Twitter reportedly stepped up efforts to find new Information Security Chief prior to hacking attack

Sputnik news agency and radio 09:47 GMT 17.07.2020


This week Twitter experienced an unprecedented hacking attack which saw a large number of high-profile verified accounts compromised by a bitcoin scam. Reports later emerged that a Twitter staffer might have been paid to help the hijackers carry out the assault by providing access to the platform’s key internal tool.


Twitter had stepped up its efforts to hire a Chief Information Security Officer in the two weeks prior to the hacking attack, Reuters reported citing two sources familiar with the matter.

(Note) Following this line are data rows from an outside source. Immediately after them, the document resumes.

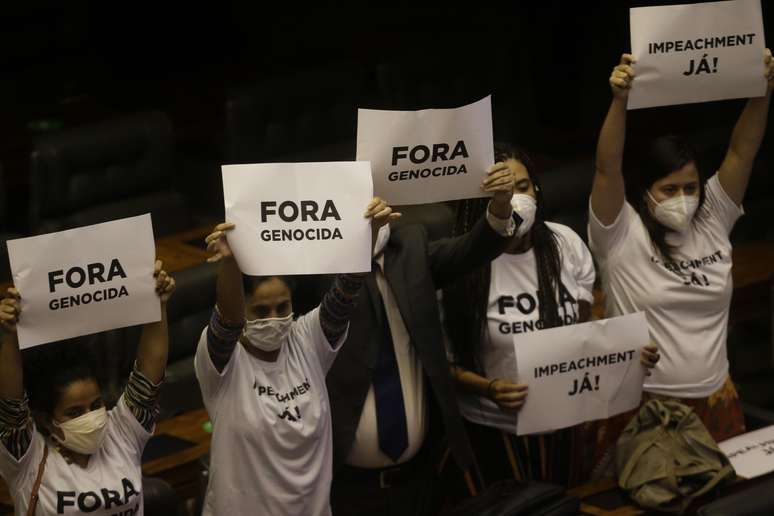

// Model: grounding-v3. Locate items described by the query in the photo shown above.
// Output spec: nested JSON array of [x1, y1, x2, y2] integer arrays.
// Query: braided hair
[[443, 144, 562, 373]]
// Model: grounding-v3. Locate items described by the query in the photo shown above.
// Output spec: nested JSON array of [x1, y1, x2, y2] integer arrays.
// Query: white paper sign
[[718, 426, 774, 478], [222, 161, 373, 276], [8, 214, 161, 349], [628, 0, 766, 109], [513, 312, 650, 435], [357, 97, 494, 206]]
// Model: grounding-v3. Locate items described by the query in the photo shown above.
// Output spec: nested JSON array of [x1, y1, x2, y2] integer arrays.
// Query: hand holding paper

Twitter has not had a permanent chief security officer since December. Michael Coates, who held the role since 2015, left the company in May 2018 to start his own business Altitude Networks. He was temporary replaced by former JP Morgan Chase executive Joe Camilleri and then by Mike Convertino in January 2019. However, he also did not hold the position for long.


Massive Hack


On Wednesday, hackers carried out a “coordinated social engineering attack” against high-profile Twitter accounts, the company’s support team said. Scam messages calling upon users to send bitcoins to receive them “back doubled” appeared on the Twitter feeds of SpaceX’s Elon Musk, ex-US president Barack Obama, Microsoft founder Bill Gates, presumptive Democratic candidate Joe Biden, and the corporate accounts of Apple, Gemini, Binance and many others. The account of US President Donald Trump remained untouched by the attack, White House Press Secretary Kayleigh McEnany said.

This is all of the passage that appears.